Sánchez non si è limitato a condannare l’azione militare israeliana. Ha indicato una strada precisa: “La Ue deve sospendere SUBITO l’accordo di associazione ed esigere da Netanyahu che osservi la legge dei nostri mari”.
Una richiesta che Sánchez aveva già avanzato in passato, ma che oggi – con cittadini europei arrestati arbitrariamente da Israele – acquista una concretezza nuova.
Le reazioni in Europa
La posizione della Spagna si colloca all’avanguardia di un fronte che chiede all’Unione Europea un cambio di passo nelle relazioni con Israele. Anche gli europarlamentari del Partito Democratico italiano, Cecilia Strada, Alessandro Zan e Annalisa Corrado, hanno chiesto la sospensione dell’Accordo di Associazione Ue-Israele e l’avvio di un pacchetto di sanzioni commerciali.
Più caute, finora, le reazioni della Commissione europea, che si è limitata a ribadire il principio della libertà di navigazione e a ricordare che la protezione consolare spetta ai singoli Stati nazionali. Un approccio che, agli occhi di Sánchez, appare insufficiente di fronte a una violazione tanto grave del diritto internazionale.
Cosa prevede l’Accordo di Associazione
L’Accordo di Associazione tra Unione Europea e Israele, entrato in vigore nel 2000, è il quadro giuridico che regola le relazioni economiche e politiche tra le due parti. Prevede, tra l’altro, clausole sul rispetto dei diritti umani e dei principi democratici. La sua sospensione – come richiesto da Sánchez – avrebbe conseguenze significative sugli scambi commerciali e sulla cooperazione, rappresentando una sanzione politica pesante per Israele.

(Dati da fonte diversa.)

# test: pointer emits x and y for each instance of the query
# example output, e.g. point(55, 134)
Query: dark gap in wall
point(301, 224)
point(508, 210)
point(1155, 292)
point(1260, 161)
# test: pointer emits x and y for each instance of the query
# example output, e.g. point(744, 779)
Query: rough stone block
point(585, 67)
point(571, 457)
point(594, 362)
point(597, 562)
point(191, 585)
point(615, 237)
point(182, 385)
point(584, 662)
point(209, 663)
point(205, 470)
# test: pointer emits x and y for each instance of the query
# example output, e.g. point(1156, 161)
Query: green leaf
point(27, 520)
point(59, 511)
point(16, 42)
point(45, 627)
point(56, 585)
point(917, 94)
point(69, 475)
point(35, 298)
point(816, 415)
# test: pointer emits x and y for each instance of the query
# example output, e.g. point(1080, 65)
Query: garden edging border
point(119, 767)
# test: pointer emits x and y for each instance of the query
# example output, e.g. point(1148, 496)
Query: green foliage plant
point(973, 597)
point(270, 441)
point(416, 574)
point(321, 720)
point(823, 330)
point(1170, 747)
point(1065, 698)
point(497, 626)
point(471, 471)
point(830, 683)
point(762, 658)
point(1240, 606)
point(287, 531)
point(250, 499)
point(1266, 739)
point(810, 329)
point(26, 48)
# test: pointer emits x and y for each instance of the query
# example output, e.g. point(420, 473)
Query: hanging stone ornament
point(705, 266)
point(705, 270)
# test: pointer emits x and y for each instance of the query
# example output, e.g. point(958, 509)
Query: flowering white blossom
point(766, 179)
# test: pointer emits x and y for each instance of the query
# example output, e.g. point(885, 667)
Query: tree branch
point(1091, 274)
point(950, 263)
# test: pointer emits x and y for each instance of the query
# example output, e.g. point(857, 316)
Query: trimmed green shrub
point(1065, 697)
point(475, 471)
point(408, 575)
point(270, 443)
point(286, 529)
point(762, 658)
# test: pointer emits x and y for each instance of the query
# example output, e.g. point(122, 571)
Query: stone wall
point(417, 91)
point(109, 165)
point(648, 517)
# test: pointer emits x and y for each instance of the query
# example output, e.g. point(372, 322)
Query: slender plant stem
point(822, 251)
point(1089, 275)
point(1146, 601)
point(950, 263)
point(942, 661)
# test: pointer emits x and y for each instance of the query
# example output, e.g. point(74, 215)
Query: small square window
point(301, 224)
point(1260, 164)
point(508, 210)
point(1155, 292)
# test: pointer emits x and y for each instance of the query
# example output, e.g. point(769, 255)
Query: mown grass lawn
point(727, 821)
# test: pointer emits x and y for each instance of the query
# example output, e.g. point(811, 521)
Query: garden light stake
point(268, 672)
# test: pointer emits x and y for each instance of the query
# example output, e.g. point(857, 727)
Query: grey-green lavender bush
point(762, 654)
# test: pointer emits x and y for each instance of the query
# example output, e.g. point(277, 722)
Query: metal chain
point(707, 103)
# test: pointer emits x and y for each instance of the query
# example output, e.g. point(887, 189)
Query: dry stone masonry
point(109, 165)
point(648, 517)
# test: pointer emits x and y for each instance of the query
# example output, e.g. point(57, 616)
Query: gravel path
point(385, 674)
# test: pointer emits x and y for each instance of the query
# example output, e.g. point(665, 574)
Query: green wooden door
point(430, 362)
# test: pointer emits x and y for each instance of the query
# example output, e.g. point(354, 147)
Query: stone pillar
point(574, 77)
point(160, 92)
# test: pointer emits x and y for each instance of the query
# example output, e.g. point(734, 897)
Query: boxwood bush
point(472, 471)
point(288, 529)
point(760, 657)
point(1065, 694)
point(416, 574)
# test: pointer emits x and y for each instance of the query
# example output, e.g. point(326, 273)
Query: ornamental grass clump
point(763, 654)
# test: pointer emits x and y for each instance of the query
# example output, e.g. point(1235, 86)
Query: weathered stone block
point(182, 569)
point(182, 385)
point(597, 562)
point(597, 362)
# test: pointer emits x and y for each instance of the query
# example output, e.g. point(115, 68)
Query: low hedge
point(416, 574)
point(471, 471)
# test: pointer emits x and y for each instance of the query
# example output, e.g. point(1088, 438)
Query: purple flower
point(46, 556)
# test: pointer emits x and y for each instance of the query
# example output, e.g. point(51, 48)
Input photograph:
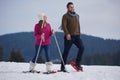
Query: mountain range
point(24, 41)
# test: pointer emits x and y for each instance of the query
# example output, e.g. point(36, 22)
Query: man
point(71, 29)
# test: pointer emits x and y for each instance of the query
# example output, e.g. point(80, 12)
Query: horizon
point(61, 32)
point(97, 18)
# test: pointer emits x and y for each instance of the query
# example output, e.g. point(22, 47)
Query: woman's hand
point(68, 37)
point(43, 37)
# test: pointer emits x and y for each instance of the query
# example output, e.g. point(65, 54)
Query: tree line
point(88, 59)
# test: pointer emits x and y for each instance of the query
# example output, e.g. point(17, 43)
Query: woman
point(42, 33)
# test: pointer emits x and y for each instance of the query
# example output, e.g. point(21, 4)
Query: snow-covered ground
point(13, 71)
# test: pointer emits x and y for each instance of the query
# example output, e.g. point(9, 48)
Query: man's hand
point(68, 36)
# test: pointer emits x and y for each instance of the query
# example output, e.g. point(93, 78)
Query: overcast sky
point(99, 18)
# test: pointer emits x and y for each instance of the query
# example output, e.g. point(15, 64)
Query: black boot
point(63, 68)
point(78, 65)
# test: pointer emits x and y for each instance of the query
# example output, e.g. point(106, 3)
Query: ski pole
point(58, 48)
point(38, 51)
point(39, 45)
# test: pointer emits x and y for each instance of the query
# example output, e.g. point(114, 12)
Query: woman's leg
point(36, 51)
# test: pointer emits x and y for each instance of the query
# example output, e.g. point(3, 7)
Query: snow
point(13, 71)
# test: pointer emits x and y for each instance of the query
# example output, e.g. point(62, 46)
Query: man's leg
point(46, 48)
point(78, 42)
point(67, 46)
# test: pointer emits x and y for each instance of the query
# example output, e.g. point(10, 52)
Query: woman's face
point(45, 18)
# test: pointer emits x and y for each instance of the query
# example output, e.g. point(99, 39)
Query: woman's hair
point(69, 3)
point(41, 24)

Diritto internazionale violato
Il nucleo della questione è giuridico prima ancora che politico. L’intercettazione in acque internazionali – avvenuta davanti alle coste greche, quindi in prossimità di uno Stato membro dell’Unione – solleva interrogativi fondamentali. La Convenzione delle Nazioni Unite sul diritto del mare (UNCLOS) garantisce la libertà di navigazione in alto mare. Il blocco navale imposto da Israele su Gaza non è riconosciuto dalla comunità internazionale, e numerose risoluzioni ONU (tra cui la 1860 del 2009) ne hanno chiesto la rimozione.
Per il governo spagnolo, non ci sono dubbi: Israele ha “violato la legalità internazionale” e “assaltato una flotiglia civile in acque che non gli appartengono”.